Como eles puderam ser eleitos?
O tenente Bolsonaro foi processado no Superior Tribunal Militar por vários delitos graves, ao planejar atentados a bomba a quartéis e à estação de abastecimento de água do Rio de Janeiro, para reivindicar aumento de salários da tropa. Punido com alguns dias de prisão, acabou sendo absolvido no STM e reformado como capitão, aos 33 anos, para se candidatar a vereador e iniciar sua carreira política. .
O soldado da PM Daniel Silveira, que usava a sua página no Facebook para atacar líderes religiosos e a imprensa, tem um robusto prontuário em que constam 26 dias de prisão, 54 de detenção e 14 repreensões por atos de desobediência e falta ao trabalho. Em 2018, seguiu a mesma trajetória de Bolsonaro e se elegeu deputado federal, com 31 mil votos, depois de rasgar uma placa que homenageava a vereadora Marielle Franco, fuzilada por milicianos, também ex-PMs.

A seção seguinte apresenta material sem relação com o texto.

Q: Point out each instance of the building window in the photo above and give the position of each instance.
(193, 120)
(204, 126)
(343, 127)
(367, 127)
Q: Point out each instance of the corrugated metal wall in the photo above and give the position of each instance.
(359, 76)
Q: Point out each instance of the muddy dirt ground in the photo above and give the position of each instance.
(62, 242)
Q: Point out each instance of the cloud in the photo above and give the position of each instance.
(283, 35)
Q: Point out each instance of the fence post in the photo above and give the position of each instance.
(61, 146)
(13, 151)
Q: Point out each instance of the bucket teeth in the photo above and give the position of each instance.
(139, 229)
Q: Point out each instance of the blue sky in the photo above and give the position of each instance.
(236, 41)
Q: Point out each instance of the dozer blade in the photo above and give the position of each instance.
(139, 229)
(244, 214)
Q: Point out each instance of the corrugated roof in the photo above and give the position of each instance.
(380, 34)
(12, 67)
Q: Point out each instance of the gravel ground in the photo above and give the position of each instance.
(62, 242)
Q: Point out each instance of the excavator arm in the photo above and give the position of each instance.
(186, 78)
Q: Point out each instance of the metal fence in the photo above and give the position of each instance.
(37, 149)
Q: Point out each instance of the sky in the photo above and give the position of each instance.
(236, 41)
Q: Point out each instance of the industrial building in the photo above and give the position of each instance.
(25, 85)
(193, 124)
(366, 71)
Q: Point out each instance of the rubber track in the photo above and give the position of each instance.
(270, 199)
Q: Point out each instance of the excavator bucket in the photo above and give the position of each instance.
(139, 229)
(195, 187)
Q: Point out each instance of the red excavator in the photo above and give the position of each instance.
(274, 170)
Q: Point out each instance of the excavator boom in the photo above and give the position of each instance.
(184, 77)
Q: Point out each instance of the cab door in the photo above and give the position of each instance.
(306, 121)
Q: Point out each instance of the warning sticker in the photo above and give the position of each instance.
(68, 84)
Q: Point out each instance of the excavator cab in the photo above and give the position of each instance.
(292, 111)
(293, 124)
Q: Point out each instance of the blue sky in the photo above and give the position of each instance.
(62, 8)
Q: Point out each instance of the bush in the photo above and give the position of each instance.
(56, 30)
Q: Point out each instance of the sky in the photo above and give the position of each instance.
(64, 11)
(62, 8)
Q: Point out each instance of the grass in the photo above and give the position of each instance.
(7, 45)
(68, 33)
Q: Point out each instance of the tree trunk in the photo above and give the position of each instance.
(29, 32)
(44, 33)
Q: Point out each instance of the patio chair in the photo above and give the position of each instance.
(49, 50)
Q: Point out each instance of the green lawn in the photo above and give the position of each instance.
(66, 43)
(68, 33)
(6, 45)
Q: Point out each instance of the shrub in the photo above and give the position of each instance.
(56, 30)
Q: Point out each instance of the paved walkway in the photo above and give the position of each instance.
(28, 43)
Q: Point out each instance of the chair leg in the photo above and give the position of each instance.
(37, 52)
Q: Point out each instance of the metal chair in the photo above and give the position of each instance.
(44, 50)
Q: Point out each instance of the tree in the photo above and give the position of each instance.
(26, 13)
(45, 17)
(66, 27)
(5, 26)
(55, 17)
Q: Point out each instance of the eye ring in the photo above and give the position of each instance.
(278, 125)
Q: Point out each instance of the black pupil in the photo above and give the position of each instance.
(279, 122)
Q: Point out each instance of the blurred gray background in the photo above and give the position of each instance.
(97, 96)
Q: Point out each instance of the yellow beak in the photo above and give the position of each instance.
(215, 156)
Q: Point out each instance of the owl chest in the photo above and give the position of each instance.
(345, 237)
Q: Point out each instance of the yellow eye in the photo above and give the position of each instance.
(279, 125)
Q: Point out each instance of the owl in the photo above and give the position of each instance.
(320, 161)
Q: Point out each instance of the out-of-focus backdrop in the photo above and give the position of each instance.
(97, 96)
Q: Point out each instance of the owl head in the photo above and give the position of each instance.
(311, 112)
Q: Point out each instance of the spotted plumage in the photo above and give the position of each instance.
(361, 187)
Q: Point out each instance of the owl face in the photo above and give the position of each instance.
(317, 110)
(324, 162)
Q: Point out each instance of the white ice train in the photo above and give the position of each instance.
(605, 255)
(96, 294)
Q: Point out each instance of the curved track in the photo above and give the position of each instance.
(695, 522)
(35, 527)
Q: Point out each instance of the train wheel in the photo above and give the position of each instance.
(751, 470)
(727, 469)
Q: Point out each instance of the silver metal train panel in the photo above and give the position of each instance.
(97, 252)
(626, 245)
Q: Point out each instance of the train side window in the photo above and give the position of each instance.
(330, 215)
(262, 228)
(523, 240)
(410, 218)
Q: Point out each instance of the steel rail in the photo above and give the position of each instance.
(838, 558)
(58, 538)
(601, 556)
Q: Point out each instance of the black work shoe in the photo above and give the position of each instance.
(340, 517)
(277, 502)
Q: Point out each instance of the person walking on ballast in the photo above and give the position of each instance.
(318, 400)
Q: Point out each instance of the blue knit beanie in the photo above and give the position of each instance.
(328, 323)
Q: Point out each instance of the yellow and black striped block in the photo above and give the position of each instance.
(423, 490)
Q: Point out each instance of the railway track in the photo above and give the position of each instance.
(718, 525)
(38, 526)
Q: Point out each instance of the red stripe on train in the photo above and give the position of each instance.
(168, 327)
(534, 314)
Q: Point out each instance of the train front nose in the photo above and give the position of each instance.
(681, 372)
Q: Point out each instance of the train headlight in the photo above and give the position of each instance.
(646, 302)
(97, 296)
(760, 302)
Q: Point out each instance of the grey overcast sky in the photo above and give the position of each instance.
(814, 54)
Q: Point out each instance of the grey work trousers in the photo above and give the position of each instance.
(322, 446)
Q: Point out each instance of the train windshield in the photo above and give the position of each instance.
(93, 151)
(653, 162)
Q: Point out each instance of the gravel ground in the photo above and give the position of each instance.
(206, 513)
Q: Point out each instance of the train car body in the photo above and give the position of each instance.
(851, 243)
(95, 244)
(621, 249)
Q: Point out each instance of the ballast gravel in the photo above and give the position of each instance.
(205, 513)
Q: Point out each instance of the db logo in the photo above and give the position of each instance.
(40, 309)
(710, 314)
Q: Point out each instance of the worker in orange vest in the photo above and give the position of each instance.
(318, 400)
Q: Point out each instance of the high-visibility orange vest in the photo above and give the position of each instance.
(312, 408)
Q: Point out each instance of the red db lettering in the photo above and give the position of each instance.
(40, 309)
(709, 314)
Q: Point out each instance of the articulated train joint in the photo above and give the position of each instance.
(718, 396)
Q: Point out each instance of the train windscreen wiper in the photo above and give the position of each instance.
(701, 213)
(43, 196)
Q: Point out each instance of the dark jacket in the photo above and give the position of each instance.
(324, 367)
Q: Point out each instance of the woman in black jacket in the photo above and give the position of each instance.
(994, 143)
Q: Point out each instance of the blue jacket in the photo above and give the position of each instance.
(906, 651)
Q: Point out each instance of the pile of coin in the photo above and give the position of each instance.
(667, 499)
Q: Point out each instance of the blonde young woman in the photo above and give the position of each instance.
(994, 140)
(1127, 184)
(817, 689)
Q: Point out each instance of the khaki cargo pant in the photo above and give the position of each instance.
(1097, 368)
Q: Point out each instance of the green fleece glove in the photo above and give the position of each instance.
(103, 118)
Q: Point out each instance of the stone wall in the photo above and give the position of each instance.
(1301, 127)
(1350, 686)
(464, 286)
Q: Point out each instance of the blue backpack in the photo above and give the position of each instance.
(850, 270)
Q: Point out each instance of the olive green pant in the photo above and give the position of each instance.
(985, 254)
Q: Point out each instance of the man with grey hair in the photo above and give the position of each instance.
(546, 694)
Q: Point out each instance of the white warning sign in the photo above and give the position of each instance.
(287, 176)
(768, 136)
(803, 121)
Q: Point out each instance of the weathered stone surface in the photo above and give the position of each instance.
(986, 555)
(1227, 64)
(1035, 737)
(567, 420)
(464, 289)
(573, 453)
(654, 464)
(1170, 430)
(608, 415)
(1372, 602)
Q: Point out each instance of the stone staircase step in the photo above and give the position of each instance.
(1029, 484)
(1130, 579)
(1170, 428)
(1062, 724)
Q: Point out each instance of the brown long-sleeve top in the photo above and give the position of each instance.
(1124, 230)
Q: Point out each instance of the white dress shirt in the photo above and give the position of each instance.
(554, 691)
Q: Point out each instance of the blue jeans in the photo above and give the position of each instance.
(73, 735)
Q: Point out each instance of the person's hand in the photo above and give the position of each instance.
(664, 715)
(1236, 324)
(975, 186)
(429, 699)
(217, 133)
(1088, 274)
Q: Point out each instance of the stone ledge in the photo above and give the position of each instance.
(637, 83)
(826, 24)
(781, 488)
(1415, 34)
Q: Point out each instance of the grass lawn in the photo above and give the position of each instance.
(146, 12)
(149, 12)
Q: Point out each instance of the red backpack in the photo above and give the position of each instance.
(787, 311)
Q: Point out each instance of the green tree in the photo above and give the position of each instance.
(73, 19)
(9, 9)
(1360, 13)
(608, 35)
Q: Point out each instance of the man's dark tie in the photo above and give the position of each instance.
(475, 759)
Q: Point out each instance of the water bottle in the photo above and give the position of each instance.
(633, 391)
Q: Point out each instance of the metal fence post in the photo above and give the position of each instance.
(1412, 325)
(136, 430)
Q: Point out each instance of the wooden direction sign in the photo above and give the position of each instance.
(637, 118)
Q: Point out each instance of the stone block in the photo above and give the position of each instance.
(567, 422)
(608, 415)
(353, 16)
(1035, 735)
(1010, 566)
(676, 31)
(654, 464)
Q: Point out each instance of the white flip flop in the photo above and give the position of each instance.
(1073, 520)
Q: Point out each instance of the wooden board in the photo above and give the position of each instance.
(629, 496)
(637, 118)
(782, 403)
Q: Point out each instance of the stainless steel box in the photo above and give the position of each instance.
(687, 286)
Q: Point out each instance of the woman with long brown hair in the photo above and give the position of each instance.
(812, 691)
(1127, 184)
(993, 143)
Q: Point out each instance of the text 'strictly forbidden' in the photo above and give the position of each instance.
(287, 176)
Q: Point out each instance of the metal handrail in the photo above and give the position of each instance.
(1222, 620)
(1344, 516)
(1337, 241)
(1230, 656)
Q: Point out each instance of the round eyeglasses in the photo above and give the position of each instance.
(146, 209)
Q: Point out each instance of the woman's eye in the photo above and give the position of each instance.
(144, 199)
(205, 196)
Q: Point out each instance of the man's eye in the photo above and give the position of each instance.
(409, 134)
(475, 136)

A Polícia Militar do Rio, onde a família Bolsonaro recrutou assessores para seus gabinetes, é a maior fornecedora de mão-de-obra para as milícias cariocas.
Daniel Silveira pode até não ter carteirinha de miliciano, mas revela no seu comportamento o mesmo vocabulário grosseiro e métodos violentos e cafajestes dos ex-colegas de farda, que trocaram a segurança pública pelo crime organizado, e foram protestar contra a sua prisão diante da carceragem da Polícia Federal, no Rio, onde está detido.
Esse é o caldo de cultura onde vicejou o bolsonarismo raiz, bem retratado nos filmes Tropa de Elite 1 e 2, de José Padilha, com roteiro de Bráulio Mantovani, que termina com um sobrevoo de Brasília, para mostrar numa cena premonitória onde eles poderiam chegar.
Até desfechar num vídeo inenarrável o violento ataque verbal ao STF, onde é investigado por participação em atos antidemocráticos, Daniel Silveira fazia parte da tropa de choque do presidente Bolsonaro no Congresso, era um dos seus homens de confiança.
Como dizia o costureiro e ex-deputado Clodovil, "boi preto conhece boi preto".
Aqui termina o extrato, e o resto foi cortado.